The Road to GDPR for Comintelli
What is GDPR?
Comintelli hosts the intelligence2day® Cloud Platform’s within the European Union and will need to comply with the European Union’s General Data Protection Directive (GDPR) that will apply 25 May 2018.
The EU General Data Protection Regulation (GDPR) replaces the Data Protection Directive 95/46/EC and was designed to harmonize data privacy laws across Europe, to protect and empower all EU citizens data privacy and to reshape the way organizations across the region approach data privacy.
What does Comintelli need to comply with?
Three of the most important things that regulators require when interacting with organizations around personal data and GDPR are:
- Data Breach – In the case of a Data Breach where personal data is involved, both the regulatory body and the impacted individuals must be informed in as timely a manner as possible, preferably within 72 hours of the breach being discovered. The Data Protection Officer must have a ”map” to guide their team and enable IT to rapidly track down which systems, databases or computers were exposed to hackers in a timely fashion.
- The Right to be Forgotten – European citizens who desire to be removed from an organization’s data stores (“right to be forgotten”) must have their data eliminated.
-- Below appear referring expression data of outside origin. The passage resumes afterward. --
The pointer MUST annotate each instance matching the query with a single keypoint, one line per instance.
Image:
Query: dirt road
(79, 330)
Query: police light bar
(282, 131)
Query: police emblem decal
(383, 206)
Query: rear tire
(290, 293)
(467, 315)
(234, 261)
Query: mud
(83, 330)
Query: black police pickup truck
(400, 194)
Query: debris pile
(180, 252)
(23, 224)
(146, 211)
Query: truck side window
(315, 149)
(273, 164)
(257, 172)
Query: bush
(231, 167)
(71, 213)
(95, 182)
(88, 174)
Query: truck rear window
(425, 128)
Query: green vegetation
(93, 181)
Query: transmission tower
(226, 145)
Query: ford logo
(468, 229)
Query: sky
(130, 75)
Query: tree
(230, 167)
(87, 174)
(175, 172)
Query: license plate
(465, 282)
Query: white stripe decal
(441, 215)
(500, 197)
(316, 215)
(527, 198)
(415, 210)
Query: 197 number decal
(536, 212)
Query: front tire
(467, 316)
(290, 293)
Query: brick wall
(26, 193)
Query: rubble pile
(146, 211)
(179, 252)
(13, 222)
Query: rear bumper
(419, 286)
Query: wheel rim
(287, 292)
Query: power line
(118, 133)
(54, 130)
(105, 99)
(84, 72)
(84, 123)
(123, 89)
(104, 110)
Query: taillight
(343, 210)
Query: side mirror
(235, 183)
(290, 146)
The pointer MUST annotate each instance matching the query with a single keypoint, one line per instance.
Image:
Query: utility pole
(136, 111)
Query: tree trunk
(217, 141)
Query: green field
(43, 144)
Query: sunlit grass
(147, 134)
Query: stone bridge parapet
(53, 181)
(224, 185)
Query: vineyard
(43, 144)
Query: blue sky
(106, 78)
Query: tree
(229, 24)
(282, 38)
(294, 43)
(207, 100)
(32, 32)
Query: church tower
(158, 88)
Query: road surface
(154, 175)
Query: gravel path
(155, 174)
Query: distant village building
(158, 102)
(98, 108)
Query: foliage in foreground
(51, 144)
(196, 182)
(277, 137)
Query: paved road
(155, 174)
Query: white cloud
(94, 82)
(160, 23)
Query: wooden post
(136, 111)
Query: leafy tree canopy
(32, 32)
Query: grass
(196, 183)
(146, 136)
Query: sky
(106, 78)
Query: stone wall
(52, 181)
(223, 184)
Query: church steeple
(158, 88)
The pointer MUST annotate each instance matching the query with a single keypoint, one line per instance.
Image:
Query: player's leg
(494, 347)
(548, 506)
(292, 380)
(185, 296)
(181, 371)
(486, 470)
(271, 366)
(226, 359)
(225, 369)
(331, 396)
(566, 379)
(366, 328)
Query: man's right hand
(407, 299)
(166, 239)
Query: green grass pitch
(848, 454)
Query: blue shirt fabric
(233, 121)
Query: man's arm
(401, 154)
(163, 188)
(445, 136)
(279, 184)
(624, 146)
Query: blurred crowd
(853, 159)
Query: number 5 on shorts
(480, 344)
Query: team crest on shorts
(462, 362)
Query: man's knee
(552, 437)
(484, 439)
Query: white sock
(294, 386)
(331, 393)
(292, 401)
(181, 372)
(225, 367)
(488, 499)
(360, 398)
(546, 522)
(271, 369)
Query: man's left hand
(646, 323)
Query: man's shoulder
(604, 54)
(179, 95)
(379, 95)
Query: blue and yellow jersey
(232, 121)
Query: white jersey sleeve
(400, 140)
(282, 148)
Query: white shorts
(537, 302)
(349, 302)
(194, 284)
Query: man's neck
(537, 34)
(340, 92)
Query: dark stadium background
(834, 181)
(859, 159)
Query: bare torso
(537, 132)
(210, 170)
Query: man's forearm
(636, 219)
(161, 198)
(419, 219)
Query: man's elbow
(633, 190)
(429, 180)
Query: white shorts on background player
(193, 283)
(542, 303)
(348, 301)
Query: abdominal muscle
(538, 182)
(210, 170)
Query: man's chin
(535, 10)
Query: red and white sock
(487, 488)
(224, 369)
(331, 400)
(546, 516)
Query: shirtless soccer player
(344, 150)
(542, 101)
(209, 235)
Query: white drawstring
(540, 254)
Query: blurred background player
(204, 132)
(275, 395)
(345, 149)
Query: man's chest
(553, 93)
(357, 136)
When an EU citizen invokes their “right to be forgotten” from your organization’s data stores, action needs to be taken.
- The Privacy Impact Assessment – An understanding of the levels of risk involved via a Privacy Impact Assessment (“PIA”) where the level of risk broken down by asset must be examined. Regulators expect organizations that manage personal data to know and be able to communicate where personal data is present in IT systems and to have conducted a Privacy Impact Assessment (“PIA”) which ranks personal data risk exposure by system.
What are Comintelli doing to comply with GDPR?
GDPR compliance is impossible without Data Management and Data Governance. Each of the requirements above need data management in order to even take the first steps towards satisfying these requirements.
Comintelli is continuously working to map out where all data resides, including personal data.
To store it’s data, Comintelli utilizes the services from the world leaders within cloud computing:
- Rackspace for Intelligence2day® application hosting
- Google for internal data storage and processing.
These companies have announced they will fulfill their legal requirements regarding the GDPR regulation.
The Intelligence2day® software platform is being assessed for compliance readiness versus the GDPR. This will generate an action plan addressing any potential gaps for compliance. This might result in both additional and removed functionality in order to comply with the directive.
Comintelli expects to to be completely GDPR compliant in time before the regulation is applied on 25th May 2018.